While Slaughterhouse Five is a work of fiction, its claims of truth, at least “the war parts” give it a place in historical discourse, or the ongoing discussion of historical events, in this case, the bombing of the city Dresden. Vonnegut encourages the reader to question all narratives, not just fictive elements like the Tralfamadorians. By combining mimesis with metafiction, Vonnegut creates a historiographic metafiction, forcing the reader to question the veracity of not only the historical events depicted in the novel but also those of “grand narratives”.

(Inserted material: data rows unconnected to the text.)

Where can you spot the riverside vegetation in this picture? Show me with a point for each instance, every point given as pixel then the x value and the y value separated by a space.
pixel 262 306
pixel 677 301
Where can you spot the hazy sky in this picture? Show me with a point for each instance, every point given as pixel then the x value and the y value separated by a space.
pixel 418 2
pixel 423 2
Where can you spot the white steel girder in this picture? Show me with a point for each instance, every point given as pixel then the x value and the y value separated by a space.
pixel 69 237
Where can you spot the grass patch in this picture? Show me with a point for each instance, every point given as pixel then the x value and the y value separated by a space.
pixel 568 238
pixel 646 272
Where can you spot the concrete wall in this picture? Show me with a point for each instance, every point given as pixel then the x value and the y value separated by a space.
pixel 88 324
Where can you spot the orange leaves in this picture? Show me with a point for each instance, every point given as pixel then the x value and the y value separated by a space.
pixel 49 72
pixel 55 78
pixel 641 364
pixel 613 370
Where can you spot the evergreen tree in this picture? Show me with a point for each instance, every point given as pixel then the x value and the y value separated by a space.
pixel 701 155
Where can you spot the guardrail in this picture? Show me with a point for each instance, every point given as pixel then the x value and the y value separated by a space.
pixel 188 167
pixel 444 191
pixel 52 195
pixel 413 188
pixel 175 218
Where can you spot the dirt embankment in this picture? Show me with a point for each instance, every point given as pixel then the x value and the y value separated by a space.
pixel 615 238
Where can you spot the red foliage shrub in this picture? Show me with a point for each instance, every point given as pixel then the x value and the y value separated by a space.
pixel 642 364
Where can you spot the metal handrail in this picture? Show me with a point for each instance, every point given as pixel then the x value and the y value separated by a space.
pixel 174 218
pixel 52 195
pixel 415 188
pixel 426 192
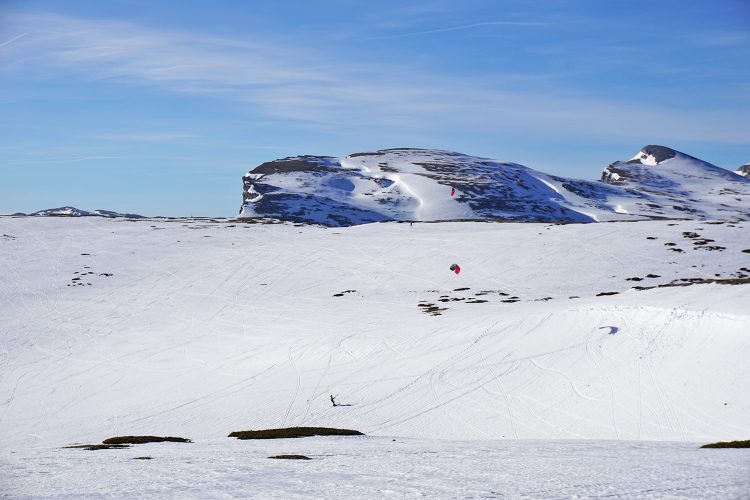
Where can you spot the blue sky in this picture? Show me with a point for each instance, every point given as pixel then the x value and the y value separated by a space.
pixel 160 107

In conclusion, Slaughterhouse Five embodies the scepticism of postmodernism in its questioning of historical metanarratives. Vonnegut reflects Lyotard’s idea of “multiple truths” rather than a “single truth” through his use of countless petits récits. Vonnegut turns the novel into a stage for various discourses and viewpoints through his use of heteroglossia, challenging metanarratives. Furthermore, Vonnegut blends mimesis with metafiction to encourage readers to question the veracity of historical metanarratives, showing that history is a subjective discourse (Hutcheon 122). Hence, Vonnegut uses heteroglossia in Slaughterhouse Five, combining mimesis and metafiction in his portrayal of the Dresden bombing to emphasise the postmodernist idea of the lack of one single ontological Truth.

1498 words

Works Cited

Barthes, Roland. “The Death of the Author”, The Norton Anthology of Theory and Criticism, general ed. Vincent B. Leitch, W.W. Norton & Company: New York & London, pp.1466-1470

Lyotard, Jean-Francois. “Defining the Postmodern”, The Norton Anthology of Theory and Criticism, general ed. Vincent B. Leitch, W.W. Norton & Company: New York & London, pp. 1612-1615

Hutcheon, Linda. “Postmodernism”, The Routledge Companion to Critical Theory, ed. Simon Malpas and Paul Wake, Routledge: London and New York, pp. 115-126

Hutcheon, Linda. A Poetics of Postmodernism: History, Theory, Fiction. New York: Routledge, 1988. Print.

Rigney, Ann. “All This Happened, More or Less: What a Novelist Made of the Bombing of Dresden.” History and Theory,Vol. 48, No. 2, Theme Issue 47 (May, 2009): 5-24.JSTOR. PDF File.

Jensen, Mikkel. “Janus-Headed Postmodernism: The Opening Lines of SLAUGHTERHOUSE-FIVE.” The Explicator, 74(1), pp. 8–11

Vonnegut, Kurt. Slaughterhouse-five or the Children’s Crusade: A Duty-Dance with Death. New York: Dial Press Trade Paperbacks, 2009. Print.